Hall of Fame Inductee 2016
Born on 15 of July 1930 in Stratford, Bert Watchorn spent the first years of his life on a farm in outback Taranaki.
Bert finished his education at the age of 13 years after achieving a Certificate of Proficiency. His father’s theory was that you needed to work to earn a living as he felt this was more important than education. He stayed on the farm at Pukeatua milking 50 cows a day on his own.
At the age of 17, Bert acquired a passion for trucks, driving an ex-American Army 6-wheel drive GMC logger for his older brother hauling logs from the Kaimai Forest. No one checked to see if he had a licence or if he was old enough, but he continued to drive for a year or two without one.

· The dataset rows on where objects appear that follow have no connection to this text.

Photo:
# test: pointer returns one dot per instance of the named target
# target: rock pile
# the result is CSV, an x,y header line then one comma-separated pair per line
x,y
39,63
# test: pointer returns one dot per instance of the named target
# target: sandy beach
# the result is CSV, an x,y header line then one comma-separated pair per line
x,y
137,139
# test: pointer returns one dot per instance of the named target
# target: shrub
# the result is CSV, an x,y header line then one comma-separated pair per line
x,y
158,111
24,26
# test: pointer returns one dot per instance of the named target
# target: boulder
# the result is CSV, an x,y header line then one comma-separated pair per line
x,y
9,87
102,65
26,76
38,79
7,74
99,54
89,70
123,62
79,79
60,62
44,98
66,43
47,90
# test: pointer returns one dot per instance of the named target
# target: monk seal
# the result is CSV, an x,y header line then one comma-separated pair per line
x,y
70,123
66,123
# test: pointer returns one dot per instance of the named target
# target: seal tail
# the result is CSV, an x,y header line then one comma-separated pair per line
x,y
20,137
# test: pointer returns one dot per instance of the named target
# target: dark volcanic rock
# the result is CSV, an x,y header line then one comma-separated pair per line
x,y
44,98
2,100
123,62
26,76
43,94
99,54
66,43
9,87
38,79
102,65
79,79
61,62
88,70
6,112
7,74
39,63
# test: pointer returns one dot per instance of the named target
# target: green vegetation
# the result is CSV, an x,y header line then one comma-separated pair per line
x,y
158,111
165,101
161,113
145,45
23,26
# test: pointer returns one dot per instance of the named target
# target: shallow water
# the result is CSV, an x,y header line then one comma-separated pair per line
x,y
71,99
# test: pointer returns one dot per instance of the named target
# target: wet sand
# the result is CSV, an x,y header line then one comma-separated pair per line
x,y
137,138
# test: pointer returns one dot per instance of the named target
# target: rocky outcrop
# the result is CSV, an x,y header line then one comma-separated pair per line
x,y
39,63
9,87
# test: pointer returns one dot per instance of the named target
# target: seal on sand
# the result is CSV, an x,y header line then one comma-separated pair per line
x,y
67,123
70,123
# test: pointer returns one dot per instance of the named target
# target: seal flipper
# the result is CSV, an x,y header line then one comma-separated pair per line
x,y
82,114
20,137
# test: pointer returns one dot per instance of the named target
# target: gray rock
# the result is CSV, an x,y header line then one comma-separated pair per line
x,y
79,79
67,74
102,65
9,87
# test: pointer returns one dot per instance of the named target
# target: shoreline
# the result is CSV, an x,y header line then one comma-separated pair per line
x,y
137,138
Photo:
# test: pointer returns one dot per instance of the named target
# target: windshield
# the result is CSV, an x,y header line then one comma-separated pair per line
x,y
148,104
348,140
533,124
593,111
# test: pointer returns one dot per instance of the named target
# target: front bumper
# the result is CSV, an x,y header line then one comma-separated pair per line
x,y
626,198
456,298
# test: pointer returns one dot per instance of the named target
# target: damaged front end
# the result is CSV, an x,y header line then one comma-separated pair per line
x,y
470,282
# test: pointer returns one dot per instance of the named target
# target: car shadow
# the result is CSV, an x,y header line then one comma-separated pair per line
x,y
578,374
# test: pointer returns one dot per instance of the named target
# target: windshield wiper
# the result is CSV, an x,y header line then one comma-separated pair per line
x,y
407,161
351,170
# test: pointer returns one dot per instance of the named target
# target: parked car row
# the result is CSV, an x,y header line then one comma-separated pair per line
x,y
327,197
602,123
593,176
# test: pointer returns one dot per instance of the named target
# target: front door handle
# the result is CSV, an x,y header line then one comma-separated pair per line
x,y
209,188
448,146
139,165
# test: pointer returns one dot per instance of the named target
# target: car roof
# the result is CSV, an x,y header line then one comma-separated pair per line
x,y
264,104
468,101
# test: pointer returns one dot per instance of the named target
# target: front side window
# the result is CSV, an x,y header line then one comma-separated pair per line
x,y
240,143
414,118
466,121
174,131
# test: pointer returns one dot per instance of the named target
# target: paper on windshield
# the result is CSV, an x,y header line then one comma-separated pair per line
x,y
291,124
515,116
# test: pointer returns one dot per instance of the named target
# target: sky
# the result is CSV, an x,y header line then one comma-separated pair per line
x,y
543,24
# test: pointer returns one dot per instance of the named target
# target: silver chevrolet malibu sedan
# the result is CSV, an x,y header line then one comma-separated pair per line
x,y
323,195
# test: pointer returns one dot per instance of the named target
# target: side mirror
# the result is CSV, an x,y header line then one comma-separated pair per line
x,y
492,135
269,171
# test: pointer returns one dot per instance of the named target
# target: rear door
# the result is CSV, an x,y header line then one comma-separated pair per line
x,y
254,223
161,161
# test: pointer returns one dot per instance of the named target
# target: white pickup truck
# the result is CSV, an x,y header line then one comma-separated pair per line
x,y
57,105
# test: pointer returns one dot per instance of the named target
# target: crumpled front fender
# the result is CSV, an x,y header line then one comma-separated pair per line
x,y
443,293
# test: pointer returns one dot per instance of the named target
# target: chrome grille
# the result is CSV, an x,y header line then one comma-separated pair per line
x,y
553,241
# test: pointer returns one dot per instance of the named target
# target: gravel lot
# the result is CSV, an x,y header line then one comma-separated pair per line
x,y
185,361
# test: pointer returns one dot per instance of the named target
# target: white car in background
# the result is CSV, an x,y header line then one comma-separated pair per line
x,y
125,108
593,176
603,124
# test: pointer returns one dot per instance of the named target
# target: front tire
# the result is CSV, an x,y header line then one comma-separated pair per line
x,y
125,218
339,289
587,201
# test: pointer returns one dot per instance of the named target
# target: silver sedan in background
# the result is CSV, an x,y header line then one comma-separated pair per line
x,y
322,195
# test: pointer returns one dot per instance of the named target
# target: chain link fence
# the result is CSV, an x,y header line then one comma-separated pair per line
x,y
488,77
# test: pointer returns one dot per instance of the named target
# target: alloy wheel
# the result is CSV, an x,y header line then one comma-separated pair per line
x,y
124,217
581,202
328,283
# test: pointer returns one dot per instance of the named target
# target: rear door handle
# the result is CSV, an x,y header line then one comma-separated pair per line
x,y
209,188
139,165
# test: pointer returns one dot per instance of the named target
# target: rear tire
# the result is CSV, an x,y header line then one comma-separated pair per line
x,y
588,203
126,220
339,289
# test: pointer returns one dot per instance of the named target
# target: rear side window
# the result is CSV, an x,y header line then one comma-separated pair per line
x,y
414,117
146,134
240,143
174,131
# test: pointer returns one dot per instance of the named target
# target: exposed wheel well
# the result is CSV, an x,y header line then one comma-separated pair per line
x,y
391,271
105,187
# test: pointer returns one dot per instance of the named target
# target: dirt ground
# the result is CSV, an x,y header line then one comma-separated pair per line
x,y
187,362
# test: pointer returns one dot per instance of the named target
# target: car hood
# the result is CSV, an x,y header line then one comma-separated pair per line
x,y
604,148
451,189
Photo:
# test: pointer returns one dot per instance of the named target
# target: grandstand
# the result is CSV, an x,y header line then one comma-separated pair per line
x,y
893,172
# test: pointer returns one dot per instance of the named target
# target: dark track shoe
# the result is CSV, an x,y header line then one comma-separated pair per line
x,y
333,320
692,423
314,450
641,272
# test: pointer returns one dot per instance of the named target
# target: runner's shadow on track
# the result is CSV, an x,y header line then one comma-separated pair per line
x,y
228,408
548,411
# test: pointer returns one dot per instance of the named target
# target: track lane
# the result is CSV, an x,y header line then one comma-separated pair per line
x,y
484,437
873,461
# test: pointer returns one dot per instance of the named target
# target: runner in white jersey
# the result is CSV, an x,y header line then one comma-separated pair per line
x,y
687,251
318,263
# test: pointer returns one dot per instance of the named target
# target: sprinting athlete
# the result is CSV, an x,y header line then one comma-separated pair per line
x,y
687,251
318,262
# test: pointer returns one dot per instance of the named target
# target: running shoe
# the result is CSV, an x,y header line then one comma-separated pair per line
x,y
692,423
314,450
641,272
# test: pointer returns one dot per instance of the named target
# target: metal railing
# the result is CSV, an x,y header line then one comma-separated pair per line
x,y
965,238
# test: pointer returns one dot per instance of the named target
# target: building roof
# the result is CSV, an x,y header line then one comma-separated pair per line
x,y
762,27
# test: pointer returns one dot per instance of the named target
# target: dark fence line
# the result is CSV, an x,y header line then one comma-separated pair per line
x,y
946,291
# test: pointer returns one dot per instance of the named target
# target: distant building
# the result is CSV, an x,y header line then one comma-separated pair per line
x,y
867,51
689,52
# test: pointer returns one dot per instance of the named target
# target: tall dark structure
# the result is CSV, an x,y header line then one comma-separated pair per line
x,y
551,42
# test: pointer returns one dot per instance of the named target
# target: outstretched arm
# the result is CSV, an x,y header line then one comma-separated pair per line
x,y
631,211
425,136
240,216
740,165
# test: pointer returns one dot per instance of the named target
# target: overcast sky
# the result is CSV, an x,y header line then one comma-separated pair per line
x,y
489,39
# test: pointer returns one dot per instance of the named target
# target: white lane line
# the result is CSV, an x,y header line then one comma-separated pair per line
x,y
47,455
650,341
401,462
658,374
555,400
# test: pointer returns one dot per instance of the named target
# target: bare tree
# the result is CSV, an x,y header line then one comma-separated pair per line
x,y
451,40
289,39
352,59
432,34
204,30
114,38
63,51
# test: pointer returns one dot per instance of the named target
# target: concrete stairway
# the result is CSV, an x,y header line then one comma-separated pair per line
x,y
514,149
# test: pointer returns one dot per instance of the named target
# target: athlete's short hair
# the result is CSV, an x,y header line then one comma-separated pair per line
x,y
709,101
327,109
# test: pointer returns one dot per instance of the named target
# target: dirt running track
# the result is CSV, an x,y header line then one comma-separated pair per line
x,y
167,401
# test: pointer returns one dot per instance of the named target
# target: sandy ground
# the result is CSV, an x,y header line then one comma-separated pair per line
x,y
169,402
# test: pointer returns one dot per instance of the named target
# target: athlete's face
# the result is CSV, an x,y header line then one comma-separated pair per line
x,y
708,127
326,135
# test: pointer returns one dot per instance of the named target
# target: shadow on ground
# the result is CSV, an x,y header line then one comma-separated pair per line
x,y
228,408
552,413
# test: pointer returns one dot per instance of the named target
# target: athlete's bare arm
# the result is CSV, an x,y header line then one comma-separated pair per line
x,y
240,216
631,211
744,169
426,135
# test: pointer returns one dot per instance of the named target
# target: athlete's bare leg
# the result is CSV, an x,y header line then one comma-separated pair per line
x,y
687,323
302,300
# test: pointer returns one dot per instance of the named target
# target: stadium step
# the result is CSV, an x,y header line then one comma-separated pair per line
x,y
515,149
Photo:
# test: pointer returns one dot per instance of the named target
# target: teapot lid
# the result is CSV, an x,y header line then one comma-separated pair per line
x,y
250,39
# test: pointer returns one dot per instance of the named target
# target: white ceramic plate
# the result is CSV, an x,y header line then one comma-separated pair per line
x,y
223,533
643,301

In 1950, at the age of 20, Bert met a girl named Joyce who was working in Tauranga. They moved to Australia and married, later having 4 children, Cynthia, Robert, Phillip and Andrew. The three older children are still involved in transport today.
After arriving back in NZ, they went to live in Netherton near Paeroa where Bert got a job with Sarjant’s Transport driving an “S” model Bedford tractor and semi-trailer unit.
In 1953, he realized his dream and bought a small rundown transport company at Pongakawa, just out of Te Puke. Buying this business brought him into his first contact with the New Zealand Road Transport Association, which has continued until today.
Having grown to a four-truck business, in 1963 Bert and 5 other operators formed Te Puke Transport, enabling them to operate efficiently with fewer vehicles covering all fields of transport, primarily fertiliser and livestock cartage. He repowered new and older Commer TS3s with Perkins V8 engines, making them a great work truck. He also developed a telescopic drawbar air operated from the driver’s seat.
Sadly, Joyce died in 1972, which changed Bert’s direction and in 1974, he and his new partner Leslie, moved to Edgecumbe, with their combined three younger children, Andrew, Michelle and Toni, to run the then depot held by Te Puke Transport. By 1977, Bert had also acquired a three-truck business and shingle pit. In the early 1980s Bert bought 2 logging trucks with contracts and the logging side of the business grew.
In 1987 Edgecumbe had a major earthquake and Bert spent many hours driving the damaged roads checking for safety for the Ministry of Works and distributing tarpaulins. Fortunately, they had just built a new fertilizer shed which much appreciated by the 100 + people who had to spend the night in it. The family lived in the office as the roads were not very safe and the only communication was with battery operated radios in the vehicles.
Bert always supported the local community, sponsoring Top School, helping the local farming museum and shifting a toilet block to Ruatoki for the education department.
Bert’s 25-truck business was sold in 1997 to allow him to enjoy his passion for vintage commercial vehicle, the first being a 1936 International C 1 purchased in 1990 which was the beginning of a collection of 100+ much loved vehicles. With the assistance of the local vintage car club, Bert started the Annual Vintage Commercial Rally, having up to 100 old vehicles travelling the country with their enthusiastic owners from both North and South Islands. The NZRTA has recently honoured Bert with a Life Membership after 63 years.